Existing equilibrium-finding methods for heterogeneous games lack a unified framework capable of adapting to diverse game structures. This work proposes a structure-aware solver composition framework that maps games into a low-dimensional, continuous representation space aligned with solver behavior, enabling dynamic assembly of base solver primitives tailored to local game regions. By introducing a geometric perspective on game solvability, the approach transcends the limitations of traditional discrete categorization and integrates a structure identification network, a strategy mapping mechanism, and bounded residual correction. Experiments reveal that fixed primitives suffer from systematic regional mismatches, whereas learned representations construct a structured game spectrum that effectively uncovers the continuous boundaries of algorithmic performance validity.

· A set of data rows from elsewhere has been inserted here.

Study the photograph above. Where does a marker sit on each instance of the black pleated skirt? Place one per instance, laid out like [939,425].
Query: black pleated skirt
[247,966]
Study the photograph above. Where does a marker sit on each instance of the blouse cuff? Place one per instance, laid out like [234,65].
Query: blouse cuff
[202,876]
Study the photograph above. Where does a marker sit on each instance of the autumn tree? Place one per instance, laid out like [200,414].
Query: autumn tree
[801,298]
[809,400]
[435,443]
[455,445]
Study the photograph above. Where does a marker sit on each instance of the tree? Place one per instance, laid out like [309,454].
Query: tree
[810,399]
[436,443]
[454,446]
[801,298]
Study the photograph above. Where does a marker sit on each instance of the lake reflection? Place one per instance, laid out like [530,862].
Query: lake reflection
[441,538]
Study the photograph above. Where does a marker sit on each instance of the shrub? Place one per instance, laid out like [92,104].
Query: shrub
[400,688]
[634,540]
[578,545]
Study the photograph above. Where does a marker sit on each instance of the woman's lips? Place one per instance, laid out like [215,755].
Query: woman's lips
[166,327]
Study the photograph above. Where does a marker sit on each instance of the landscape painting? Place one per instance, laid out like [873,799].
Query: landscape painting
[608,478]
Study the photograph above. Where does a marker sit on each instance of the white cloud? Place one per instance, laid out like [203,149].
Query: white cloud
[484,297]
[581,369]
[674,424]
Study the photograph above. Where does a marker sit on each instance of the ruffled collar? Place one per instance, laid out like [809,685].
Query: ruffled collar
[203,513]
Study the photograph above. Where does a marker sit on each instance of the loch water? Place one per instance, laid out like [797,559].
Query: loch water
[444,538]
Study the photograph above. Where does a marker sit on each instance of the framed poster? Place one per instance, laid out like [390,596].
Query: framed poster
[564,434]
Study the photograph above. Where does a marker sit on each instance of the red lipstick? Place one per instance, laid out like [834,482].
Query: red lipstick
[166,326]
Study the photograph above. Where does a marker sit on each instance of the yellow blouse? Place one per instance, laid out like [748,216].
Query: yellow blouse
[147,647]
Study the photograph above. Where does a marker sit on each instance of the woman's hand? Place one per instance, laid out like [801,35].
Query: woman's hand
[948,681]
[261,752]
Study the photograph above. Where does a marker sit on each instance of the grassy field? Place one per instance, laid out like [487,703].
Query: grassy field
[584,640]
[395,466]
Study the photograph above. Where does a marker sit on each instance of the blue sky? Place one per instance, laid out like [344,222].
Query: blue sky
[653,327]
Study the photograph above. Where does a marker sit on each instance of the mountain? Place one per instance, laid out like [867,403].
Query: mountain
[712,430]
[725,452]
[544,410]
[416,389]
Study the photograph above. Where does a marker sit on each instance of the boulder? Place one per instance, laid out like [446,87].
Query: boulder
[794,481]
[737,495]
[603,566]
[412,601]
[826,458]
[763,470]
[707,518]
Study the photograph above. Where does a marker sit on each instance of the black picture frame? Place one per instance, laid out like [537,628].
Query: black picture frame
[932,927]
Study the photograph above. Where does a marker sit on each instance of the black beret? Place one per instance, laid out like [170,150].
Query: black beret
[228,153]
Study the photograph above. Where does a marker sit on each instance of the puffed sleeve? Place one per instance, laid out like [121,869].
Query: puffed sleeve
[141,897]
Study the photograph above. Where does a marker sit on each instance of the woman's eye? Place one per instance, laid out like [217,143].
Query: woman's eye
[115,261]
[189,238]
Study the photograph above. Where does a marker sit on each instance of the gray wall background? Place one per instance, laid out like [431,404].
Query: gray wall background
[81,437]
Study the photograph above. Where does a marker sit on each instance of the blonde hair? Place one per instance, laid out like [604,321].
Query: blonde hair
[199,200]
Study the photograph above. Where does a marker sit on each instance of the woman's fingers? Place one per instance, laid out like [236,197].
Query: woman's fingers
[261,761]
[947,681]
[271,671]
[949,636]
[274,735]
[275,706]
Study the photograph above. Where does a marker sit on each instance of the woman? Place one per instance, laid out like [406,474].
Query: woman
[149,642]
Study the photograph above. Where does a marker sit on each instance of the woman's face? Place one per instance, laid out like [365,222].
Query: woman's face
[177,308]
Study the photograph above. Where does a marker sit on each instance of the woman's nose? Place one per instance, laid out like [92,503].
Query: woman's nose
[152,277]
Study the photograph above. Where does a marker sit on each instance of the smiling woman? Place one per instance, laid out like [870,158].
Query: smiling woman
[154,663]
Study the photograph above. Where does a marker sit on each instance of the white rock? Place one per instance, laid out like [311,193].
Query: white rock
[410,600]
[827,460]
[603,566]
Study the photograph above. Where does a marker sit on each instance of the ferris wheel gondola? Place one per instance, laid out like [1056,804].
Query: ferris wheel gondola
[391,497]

A central challenge in game theory and learning systems such as GANs is understanding which algorithms can efficiently compute equilibria across the heterogeneous landscape of games. Equilibrium computation is typically studied solver by solver and game class by game class, yielding strong local guarantees but a fragmented view of solver behaviour. Existing discrete taxonomies often provide an incomplete account of where algorithms succeed. We study this problem through a solver-game map linking games to effective solver dynamics. Classical theory identifies isolated regions of this map but provides limited insight into intermediate or overlapping regimes, suggesting that solvability is governed by latent structural properties defining a continuous solver-aligned geometry of games. We formalise this perspective through structure-aware solver synthesis. A learned structure recogniser maps each game to a low-dimensional solver-aligned representation, and a policy maps this representation to effective primitive mechanisms, adapting solver behaviour across regimes. This reveals regions where particular solver dynamics are effective and where mixtures of primitives are required rather than a single dominant solver. A bounded residual acts as a local corrector and diagnostic signal for incomplete solver bases or representations. The framework yields both an adaptive solver and an analytical lens: games with similar optimisation dynamics cluster together, revealing continuous regions of algorithmic validity and overlapping solver behaviour. Empirically, we show that fixed primitives exhibit systematic regime mismatch, while the learned representation organises game space into a structured cartography aligned with solver behaviour. These results suggest viewing equilibrium computation as the joint problem of learning solver mechanisms and mapping the geometry of solvability.